Meet the hydroxyl radical:

No matter what poll you read, between 80% and 90% of us put environmental degradation at the top of our list of secret fears. Nearly everyone believes, no matter what we're told, that our food chain is poisoned, the earth is warming and the integrity of our water and air have been irretrievably compromised. We don't know how to solve it, and we don't want to talk about it. Let's shop.

This is a story about regulation and innovation and the tainted love that exists between the two. It's also a story about how enviro- business really can save the world. And for some extraordinary reason, this story rises out of the one corner of the North American continent that almost entirely missed the '90s boom: British Columbia. The Ballard fuel cell and the ozone scrubbers invented by Juergen Puetter and his team at Hydroxyl systems, followed to their natural conclusion, can mitigate many of the entrenched problems, seemingly without solution, that besiege us.

Meet the future.

"Water," says Mr. Puetter, "is the oil of the 21st century." I know this is significant, but I am too fascinated watching my meadow and the forest from an entirely new angle, that is, receding beneath my feet. No one has picked me up at my house in a helicopter before, and it is unlikely anyone will again, so the sensation is entirely new and there is rather a lot to absorb.

Which pretty much describes Mr. Puetter.

At 50, Mr. Puetter, the founder of Hydroxyl, is a millionaire many times over, and has been in that enviable position (on paper) since the age of 25, when his company Bionaire, in Montreal, became a success. He is an entrepreneur in the classic sense, a man with ideas and the energy, commitment and sheer bullheaded grit to make them happen. He is a free-trade, low-tax, fewer regulations political conservative. He is also green; aside from his family, the people he admires and to whom he pledges his help are environmental activists.

Vicki Husband, conservation chairwoman of the Sierra Club, is a woman he mentions often and with great admiration. The affection is returned. "Juergen has faced the problem of waste, which no one wants to talk about, and he's figured out how to solve it."

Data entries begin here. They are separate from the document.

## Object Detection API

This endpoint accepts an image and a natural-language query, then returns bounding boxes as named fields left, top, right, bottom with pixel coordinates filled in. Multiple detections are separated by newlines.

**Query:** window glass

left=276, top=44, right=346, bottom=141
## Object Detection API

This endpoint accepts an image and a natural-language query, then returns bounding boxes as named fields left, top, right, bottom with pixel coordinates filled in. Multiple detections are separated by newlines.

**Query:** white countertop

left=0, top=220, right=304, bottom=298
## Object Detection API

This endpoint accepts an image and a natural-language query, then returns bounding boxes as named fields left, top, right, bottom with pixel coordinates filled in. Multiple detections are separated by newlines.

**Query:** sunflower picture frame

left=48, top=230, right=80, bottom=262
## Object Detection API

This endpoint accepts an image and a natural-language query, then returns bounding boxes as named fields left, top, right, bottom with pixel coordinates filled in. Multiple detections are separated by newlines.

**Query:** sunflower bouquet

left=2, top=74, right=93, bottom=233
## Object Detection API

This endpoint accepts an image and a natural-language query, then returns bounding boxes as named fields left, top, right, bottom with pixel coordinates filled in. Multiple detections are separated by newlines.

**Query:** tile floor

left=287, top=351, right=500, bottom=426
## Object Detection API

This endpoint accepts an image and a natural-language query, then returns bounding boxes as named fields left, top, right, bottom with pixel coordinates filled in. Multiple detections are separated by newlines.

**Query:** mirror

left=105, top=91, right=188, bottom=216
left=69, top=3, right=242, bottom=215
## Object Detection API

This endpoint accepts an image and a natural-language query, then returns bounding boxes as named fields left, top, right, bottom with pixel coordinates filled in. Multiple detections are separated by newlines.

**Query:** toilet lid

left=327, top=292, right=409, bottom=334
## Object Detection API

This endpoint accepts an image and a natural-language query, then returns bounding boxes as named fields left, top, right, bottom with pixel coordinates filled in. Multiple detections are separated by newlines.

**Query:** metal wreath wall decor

"I won't do this forever," Mr. Puetter says into the speakers on my headset. "At some point the entrepreneur has to step out of the picture. He is good for starting things, getting things going, but can be a liability once the company is running. When I am finished with Hydroxyl," he says, "I am going to work in forestry. We have the only large forest in the world that does not add value to its timber. We just cut it down and export it. The rate of destruction in remote areas is astounding. One watershed after another is disappearing."

Ah yes, water.

If water is to the 21st century what oil was to the 20th, British Columbia will be a vast, liquid boom town. Beneath us, on this sunny Monday morning as we fly toward southern Vancouver Island, water stretches for hundreds of miles in three directions. The sea today is navy blue, by turns shadowy and lit by sunlight, utterly calm. Underneath us, islands, tiny and large, are dressed entirely from beach to rock face in feathery evergreen. On the islands, and the mainland, B.C. is pockmarked by tiny, glittering lakes, torn by great rivers. Seemingly pristine, clean, utterly pure.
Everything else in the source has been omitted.